Castle falls back into his seat, crestfallen. He looks shattered. “You were my one remaining hope,” he says. “I thought I might finally be able to crack this.”
I glance at him, heart pounding. “And I still have no idea what you’re talking about.”
“There’s a reason why no one knows the truth about these sisters, Mr Warner. There’s a reason why Emmaline is kept under such high security. She is critical, somehow, to the structure of The Reestablishment, and I still don’t know how or why. I don’t know what she’s doing for them.” He looks me straight in the eye, then, his gaze piercing through me. “Please,” he says. “Try to remember. What did he make you do to her? Anything you can remember—anything at all—”

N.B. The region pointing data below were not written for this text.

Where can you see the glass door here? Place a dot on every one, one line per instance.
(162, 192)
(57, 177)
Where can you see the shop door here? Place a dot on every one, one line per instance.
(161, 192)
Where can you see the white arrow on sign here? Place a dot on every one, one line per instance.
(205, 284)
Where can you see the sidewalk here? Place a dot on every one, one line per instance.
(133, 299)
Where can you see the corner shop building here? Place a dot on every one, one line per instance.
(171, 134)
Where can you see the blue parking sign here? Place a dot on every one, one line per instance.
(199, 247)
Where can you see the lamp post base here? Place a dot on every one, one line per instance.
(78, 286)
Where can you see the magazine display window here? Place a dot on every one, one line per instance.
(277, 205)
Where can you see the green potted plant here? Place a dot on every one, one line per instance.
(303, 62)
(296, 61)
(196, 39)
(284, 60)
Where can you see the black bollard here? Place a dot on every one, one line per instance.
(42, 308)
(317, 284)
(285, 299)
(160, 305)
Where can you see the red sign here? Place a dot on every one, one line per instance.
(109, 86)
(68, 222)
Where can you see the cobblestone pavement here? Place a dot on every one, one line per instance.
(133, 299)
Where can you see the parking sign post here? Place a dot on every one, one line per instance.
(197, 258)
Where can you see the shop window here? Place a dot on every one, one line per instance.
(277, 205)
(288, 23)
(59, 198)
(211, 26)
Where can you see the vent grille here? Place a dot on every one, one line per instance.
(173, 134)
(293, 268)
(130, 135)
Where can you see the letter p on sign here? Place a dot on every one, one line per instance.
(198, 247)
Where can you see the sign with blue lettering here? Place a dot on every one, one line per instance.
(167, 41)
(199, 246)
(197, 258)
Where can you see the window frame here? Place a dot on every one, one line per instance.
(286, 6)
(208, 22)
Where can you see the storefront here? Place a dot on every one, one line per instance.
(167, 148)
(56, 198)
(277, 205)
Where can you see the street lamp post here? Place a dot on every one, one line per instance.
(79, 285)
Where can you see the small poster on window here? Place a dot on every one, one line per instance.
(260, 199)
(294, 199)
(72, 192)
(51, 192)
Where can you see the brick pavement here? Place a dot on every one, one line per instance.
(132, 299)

“No,” I whisper. I want to scream the word. “I don’t want to remember.”
“Mr Warner,” he says. “I understand that this is hard for you—”
“Hard for me?” I stand up suddenly. My body is shaking with rage. The walls, the chairs, the tables around us begin to rattle. The light fixtures swing dangerously overhead, the bulbs flickering. “You think this is hard for me?”
Castle says nothing.
“What you are telling me right now is that Juliette was planted here, in my life, as part of a larger experiment—an experiment my father had always been privy to. You’re telling me that Juliette is not who I think she is. That Juliette Ferrars isn’t even her real name. You’re telling me that not only is she a girl with a set of living parents, but that I also spent two years unwittingly torturing her sister.” My chest heaves as I stare at him. “Is that about right?”
“There’s more.”
I laugh, out loud. The sound is insane.
“Ms Ferrars will find out about all this very soon,” Castle says to me. “So I would advise you to get ahead of these revelations. Tell her everything as soon as possible. You must confess. Do it now.”
“What?” I say, stunned. “Why me?”
“Because if you don’t tell her soon,” he says, “I assure you, Mr Warner, that someone else will—”
“I don’t care,” I say. “You tell her.”
“You’re not hearing me. It is imperative that she hear this from you. She trusts you. She loves you. If she finds out on her own, from a less worthy source, we might lose her.”
“I’ll never let that happen. I’ll never let anyone hurt her again, even if that means I’ll have to guard her myself—”
“No, son.” Castle cuts me off. “You misunderstand me. I did not mean we would lose her physically.” He smiles, but the result is strange. Scared. “I meant we would lose her. Up here”—he taps his head—“and here”—he taps his heart.
“What do you mean?”
“Simply that you must not live in denial. Juliette Ferrars is not who you think she is, and she is not to be trifled with. She seems, at times, entirely defenseless. Naive. Even innocent. But you cannot allow yourself to forget the fist of anger that still lives in her heart.”